Back in town I meet up with a local tattoo artist named Jean-Yves. He's young, but he knows the stories kept in the symbols that have adorned the skin of Marquesans since the beginning of their history. Jean-Yves and people like him are a potent symbol of the cultural renaissance of the Land of Men. And men here were once considered the link between heaven and earth. The stories in the tattoos helped men unify the two. He tells me that tattoos should be done with intuition, to express both the tapu and the personal. And never copied. The artist should defi ne the tattoo based upon his interpretations. We end up talking of honor, loyalty and of the power of family and tradition. And we speak of les enfants, our children, and why they need to know their stories.

Finally, I tell him about my dreams in Tahiti, of the turtle, the moana and the voice of my father. He pauses. I can see in his eyes he understands. I have come to Tahiti to heal. For the next 90 minutes, starting with just two circles and instinct, he unites my past and future on my heart.

The pain of the tattoo is the beginning for me. In that feral silence of sorrow, I finally start to mend, not just grieve. On my chest, my father's mana, his spirit, now rides on the back of a turtle, protected forever by tikis and wrapped in a sacred circle of symbols that crystallizes my connection to myself and my father and family. This island allowed my father to reach me, to hold me in his heart. My breath, I know, is his breath. His memory, his voice, his guidance rush back.

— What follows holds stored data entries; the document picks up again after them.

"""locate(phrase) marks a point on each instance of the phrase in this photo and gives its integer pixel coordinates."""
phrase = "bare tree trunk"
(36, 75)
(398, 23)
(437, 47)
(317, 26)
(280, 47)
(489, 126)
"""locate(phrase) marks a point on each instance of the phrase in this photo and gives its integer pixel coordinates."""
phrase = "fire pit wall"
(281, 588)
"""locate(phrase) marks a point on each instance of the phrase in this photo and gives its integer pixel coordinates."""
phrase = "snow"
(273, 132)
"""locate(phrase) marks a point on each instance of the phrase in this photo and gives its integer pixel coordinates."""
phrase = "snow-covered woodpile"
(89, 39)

Later, as I look at myself in the mirror in my room, a tear drops and mixes with the blood and ink on my chest. Tahiti, my long affair with these islands — an affair that has become complex, enlightening, revealing and endlessly captivating — has now become a place to mend my spirit.

I find the second pearl from Fakarava in my pocket. I hold it again in my hand. It feels warm now. Like a thousand happy memories.